Spojrzał w dół, widząc, że jej ręce niekiedy drżały - być możne z zimna. Niespodziewanie pojawił się mały uśmiech na jego twarzy, a on sam dokładnie przemyślał, co musi powiedzieć, by uspokoić Ereinę.
- Wybacz, jestem ostatnio zmęczony i coraz bardziej nachodzą mnie myśli związane z finałowym meczem Strefy Footballu - tu zrobił chwilową przerwę. - O którym chciałbym z tobą pomówić.Nie dane mu było otrzymać odpowiedzi. Obok nich stanął trener Percival, który spojrzała na nich z góry, głównie skupiając się na przyjaciółce nastolatka.
- Podobno zdałaś egzaminy na dobre oceny i dodatkowo dostałaś pochwałę od trenera nauczającego w twojej szkole - stwierdził, kierując na chwilę swój przeszywający wzrok na Axela, zaraz potem wracając nim na Ereinę. - Przynieś mi najpóźniej jutro do dziesiątej swój wykaz ocen. Ja i dyrektor chętnie zobaczymy, czy godnie reprezentujesz Japonię w innych krajach.
Tylko tyle miał do powiedzenia. Dziwne - ani Axel, ani Ereina nie rozumieli, po co Travisowi były te dokumenty. Blaze nie znalazł jednak odpowiedzi u Senter. Ona sama nie wiele rozumiała z tego, co się chwilę temu stało. Spojrzała w stronę wejścia dk domku klubowego, obserwując, jak Willy wręcz zwija się z bólu, bo ześlizgnął się z ramion Wallside'a, a transparent leżał obok niego na ziemi.Wokół była praktycznie całą drużyna - tylko starzy przyjaciele odłączyli się od nich, chcąc pobyć trochę w cichy i samotności. Płomienny napastnik zatrzymał jednak w pewnym momencie nastolatkę.

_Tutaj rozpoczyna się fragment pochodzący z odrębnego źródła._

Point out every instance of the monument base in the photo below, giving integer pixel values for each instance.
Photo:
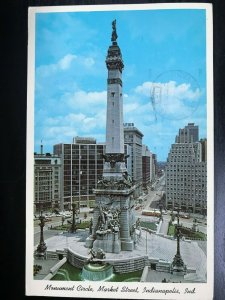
(127, 245)
(109, 243)
(89, 242)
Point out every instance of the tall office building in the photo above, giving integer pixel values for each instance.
(82, 167)
(47, 187)
(146, 159)
(133, 137)
(186, 172)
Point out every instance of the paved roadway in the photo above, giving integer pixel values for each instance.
(151, 202)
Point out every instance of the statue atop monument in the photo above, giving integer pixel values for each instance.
(114, 34)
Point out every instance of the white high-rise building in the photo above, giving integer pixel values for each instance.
(186, 172)
(133, 137)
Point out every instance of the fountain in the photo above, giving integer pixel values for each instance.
(95, 269)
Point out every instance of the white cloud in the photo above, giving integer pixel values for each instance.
(170, 99)
(88, 101)
(169, 89)
(89, 62)
(64, 64)
(66, 61)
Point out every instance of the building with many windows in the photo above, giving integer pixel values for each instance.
(149, 166)
(133, 138)
(82, 168)
(47, 182)
(186, 172)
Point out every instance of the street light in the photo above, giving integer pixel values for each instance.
(41, 248)
(73, 228)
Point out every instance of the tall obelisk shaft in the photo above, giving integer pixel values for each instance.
(114, 123)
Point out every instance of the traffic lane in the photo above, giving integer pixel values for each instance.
(47, 234)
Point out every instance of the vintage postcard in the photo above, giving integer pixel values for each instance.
(120, 152)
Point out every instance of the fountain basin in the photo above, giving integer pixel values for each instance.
(96, 271)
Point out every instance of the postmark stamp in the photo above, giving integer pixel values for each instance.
(175, 94)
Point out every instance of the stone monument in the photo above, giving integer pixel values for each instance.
(114, 217)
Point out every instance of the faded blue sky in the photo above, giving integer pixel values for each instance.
(71, 76)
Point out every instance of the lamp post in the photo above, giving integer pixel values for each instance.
(178, 264)
(41, 248)
(160, 208)
(73, 228)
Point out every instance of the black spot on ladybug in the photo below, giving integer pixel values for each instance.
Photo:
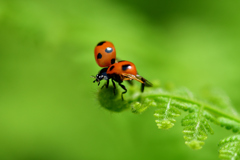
(113, 61)
(111, 68)
(125, 67)
(99, 56)
(101, 43)
(108, 50)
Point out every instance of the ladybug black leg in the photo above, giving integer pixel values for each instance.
(123, 87)
(142, 87)
(114, 87)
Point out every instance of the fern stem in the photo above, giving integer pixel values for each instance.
(207, 107)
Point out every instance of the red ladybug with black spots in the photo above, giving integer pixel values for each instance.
(119, 72)
(105, 54)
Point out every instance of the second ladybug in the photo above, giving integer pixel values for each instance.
(119, 72)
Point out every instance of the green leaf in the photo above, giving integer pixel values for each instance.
(230, 148)
(166, 114)
(196, 127)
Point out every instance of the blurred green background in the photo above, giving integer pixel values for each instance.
(48, 106)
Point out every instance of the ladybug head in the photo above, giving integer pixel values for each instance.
(101, 75)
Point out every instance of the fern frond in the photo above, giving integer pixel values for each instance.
(166, 113)
(219, 98)
(229, 124)
(196, 127)
(230, 148)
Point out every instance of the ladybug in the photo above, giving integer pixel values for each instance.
(105, 54)
(119, 72)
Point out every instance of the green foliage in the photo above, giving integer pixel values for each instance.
(168, 104)
(230, 148)
(195, 129)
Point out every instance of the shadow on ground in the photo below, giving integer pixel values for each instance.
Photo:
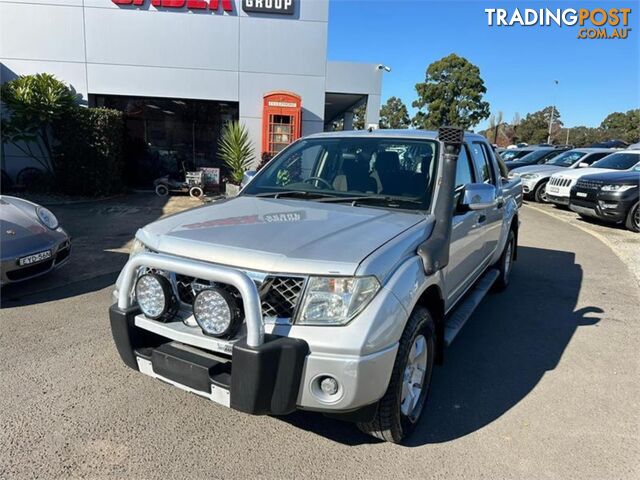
(509, 343)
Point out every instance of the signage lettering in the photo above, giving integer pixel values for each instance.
(285, 7)
(214, 5)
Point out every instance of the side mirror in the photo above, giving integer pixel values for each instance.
(247, 177)
(478, 196)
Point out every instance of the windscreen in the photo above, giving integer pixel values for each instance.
(510, 155)
(566, 159)
(618, 161)
(382, 169)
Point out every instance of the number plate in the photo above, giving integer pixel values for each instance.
(35, 258)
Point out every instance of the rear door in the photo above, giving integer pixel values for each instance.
(466, 250)
(490, 219)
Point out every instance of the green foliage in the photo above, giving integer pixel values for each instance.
(235, 150)
(32, 103)
(394, 114)
(622, 126)
(451, 94)
(534, 128)
(88, 156)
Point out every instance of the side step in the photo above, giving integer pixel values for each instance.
(459, 316)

- Musisz wiedzieć, z kim będziemy grać w finale - stwierdził dość poważnie.
- To aż takie ważne? - odparła zdziwiona. - Przecież je ważne, kto to będzie... I tak damy z siebie wszystko.
Skinął głową na jej słowa, jednak już zbyt długo ją znał i nawet to, że teraz wydawała się innym człowiekiem nie zmieni tego, co kryło się w jej sercu. Wolał powiedzieć jej wszystko teraz, niż żeby sama się o wszystkim dowiedziała w dniu meczu.
- Pamiętasz Czerwoną Żmiję? To z nimi będziemy walczyć o tytuł mistrza kraju - domyślał się, że nie za dobrze zareaguje na jego słowa. Od razu jej dłoń powędrowała na kolano - dokładnie to, za którym niegdyś ciągnął się ogromny ból, a w oczach można było dostrzec błysk ślepi jadowitego węża.
- Ty... Nie żartujesz? - Nawet jej samej trudno było stwierdzić, czy przeżywała tą informację aż tak, czy może bardziej dawne wspomnienia zaczęły dawać o sobie znak.
- Nie - położył dłoń na jej ramieniu, ostrożnie masując je kciukiem. - Domyśliłem się, że jakiś tak zareagujesz, dlatego nie chciałem czekać - wyjaśnił.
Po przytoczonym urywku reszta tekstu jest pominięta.